Thanks to operational restrictions to reduce the spread of COVID-19, many companies are feeling the financial pinch. Although understandable, the risk, Will says, is the future of competitions like COE.
“This year, all the companies that normally bid for a coffee will have a lot less cash to put towards buying amazing coffees, and that is a real worry,” he says. “If the COE competitions didn’t run, all of the momentum we’ve built over the past two decades would be undone overnight.”
Will says producers are aware auction prices won’t be as high as 2019, which saw coffees sell between US$100 to US$300 per pound, and expectations have to be “wound down, with an asterisk against this year”.
“Price is driven by demand and the demand isn’t there right now. Hopefully, everyone can still buy one or two coffees and do their bit to support the program,” he says.
The Best of Panama (BoP) is another competition taking place in July that has had to diversity its program. This year, green coffee samples will be sent to participating judges to roast, calibrate, and cup together online.
“We will set cameras up in the cupping room, ensure the internet connection is good, turn Zoom on, unmute ourselves, and cup simultaneously with all the other judges around the world,” says Will, the Head Judge of the BoP. “So yes, we will still be hearing each other slurp, just like being in the same room together.”

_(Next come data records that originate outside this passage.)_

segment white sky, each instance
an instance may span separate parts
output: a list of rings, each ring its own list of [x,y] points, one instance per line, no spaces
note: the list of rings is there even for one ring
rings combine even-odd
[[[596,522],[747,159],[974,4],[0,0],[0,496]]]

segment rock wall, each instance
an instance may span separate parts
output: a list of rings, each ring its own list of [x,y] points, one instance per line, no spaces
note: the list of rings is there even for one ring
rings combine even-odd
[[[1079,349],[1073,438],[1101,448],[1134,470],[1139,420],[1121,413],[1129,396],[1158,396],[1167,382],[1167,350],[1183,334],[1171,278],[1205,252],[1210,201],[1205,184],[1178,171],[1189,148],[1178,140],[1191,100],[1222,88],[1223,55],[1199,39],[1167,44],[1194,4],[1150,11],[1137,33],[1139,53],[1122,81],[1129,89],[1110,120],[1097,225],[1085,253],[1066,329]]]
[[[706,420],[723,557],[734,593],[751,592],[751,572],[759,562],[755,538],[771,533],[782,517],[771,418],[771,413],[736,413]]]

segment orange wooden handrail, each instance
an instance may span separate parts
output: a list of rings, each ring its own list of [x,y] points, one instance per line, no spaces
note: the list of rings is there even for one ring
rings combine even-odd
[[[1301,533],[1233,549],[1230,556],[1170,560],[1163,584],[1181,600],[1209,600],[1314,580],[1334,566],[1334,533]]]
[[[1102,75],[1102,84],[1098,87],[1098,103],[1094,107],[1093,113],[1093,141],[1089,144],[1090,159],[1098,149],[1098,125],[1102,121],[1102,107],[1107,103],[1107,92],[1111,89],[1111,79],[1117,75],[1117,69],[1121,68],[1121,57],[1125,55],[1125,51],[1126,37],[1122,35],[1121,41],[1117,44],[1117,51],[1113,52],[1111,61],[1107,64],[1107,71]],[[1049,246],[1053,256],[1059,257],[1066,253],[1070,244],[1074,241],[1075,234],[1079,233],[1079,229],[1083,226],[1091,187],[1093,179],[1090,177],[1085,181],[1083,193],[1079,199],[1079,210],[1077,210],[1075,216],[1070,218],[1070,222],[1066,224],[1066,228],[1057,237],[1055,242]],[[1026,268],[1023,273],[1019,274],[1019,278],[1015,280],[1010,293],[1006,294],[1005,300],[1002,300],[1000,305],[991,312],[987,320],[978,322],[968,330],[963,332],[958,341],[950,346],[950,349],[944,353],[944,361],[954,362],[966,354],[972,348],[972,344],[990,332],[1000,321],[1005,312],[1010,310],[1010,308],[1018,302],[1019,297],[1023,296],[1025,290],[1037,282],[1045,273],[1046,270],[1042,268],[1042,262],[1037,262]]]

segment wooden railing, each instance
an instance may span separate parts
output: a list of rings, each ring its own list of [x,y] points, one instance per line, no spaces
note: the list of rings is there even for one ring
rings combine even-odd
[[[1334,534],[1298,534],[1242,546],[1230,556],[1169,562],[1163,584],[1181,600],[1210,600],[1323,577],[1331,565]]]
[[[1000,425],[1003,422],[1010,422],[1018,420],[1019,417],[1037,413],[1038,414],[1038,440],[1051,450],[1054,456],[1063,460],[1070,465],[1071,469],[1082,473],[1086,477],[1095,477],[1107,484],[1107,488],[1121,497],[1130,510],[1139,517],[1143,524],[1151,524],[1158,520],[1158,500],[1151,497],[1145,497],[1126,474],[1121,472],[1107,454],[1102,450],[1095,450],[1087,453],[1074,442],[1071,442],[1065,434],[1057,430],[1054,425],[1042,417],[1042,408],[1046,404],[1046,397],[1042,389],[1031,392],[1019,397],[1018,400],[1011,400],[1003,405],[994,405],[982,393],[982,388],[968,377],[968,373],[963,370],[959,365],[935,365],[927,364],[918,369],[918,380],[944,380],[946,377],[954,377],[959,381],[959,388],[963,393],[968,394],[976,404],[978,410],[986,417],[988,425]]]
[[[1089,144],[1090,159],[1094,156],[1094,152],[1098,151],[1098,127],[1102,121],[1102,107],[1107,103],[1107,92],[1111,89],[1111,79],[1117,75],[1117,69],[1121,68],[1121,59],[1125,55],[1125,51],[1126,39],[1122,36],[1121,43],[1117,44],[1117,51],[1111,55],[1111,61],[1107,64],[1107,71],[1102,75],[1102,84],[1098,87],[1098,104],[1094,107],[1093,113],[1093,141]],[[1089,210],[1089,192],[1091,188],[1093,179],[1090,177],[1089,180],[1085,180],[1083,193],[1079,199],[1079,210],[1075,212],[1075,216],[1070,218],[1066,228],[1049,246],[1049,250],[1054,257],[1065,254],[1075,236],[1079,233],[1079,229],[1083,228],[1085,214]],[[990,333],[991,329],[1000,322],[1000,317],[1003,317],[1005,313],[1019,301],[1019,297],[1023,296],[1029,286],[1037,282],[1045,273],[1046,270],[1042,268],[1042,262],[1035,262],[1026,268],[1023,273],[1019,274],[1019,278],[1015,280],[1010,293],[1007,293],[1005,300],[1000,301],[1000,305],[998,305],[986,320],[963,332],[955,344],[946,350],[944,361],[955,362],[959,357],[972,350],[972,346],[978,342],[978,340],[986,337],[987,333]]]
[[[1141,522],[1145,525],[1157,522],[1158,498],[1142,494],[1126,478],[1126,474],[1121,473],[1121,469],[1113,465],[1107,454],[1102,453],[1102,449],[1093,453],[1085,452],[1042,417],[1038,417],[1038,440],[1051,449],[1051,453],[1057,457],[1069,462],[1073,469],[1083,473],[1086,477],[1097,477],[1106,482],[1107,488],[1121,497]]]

The BoP is making every concerted effort to ensure it presents an engaged, community-based competition where judges still commit to the four-day event. The only difference is the time difference.
“The cuppings will favour us and the Asian participants, but the North American and Panamanian judges will do the vampire shift after sundown,” Will says. “They will essentially be cupping at night and talking about their coffees to 3am or 4am. Fatigue will be a factor, the environment to which they cup will be harder too, even variables like water and grinders used, which will all be different but up to [Specialty Coffee Association Cupping Lab] standard.”
To re-enact the competition’s community vibe, deliberations and discussions will take place post-cupping through Zoom, which Will will oversee.
“The BoP believes strongly in its customer and market focus, that’s why deliberations are so important to have altogether. The producers take notes and try to understand what consumers like, what they don’t, and take that transferred knowledge to improve their coffee for the next harvest,” Will says. “People also get very excited about coffees, and that can be hard to articulate in bold, cap-lock text.”
Last year, Wilford Lamastus of Elida Estate made BoP history when he won in both washed and natural Geisha categories for the second year in a row, breaking the competition’s record for its highest scoring coffee at 95.25. Wilford broke his own record when his coffee sold for US$1029 per pound. Despite this year’s changed conditions, Will is still confident this year’s BoP will deliver 95-plus scoring coffees.
“These are not everyday coffees we’re talking about. These are the best from these countries, so you have to expect the best scores. For BoP and COE, everyone involved has to be in the mindset that although we’re not at origin, we are judging the finest coffees of these countries. If you give out all 84 scores, it’s probably not the coffee, it’s you,” he says.
In fact, Will says the quality might be slightly higher than usual, because farmers have little else to distract them and are passionately working to perfect their product.
“We have seen many people discover a newfound hobby in isolation, like baking sourdough bread, which people are determined to perfect. And just like them, our farmers are working harder than ever on their coffees, meaning some excellent micro-lot coffees might be on the way,” he says.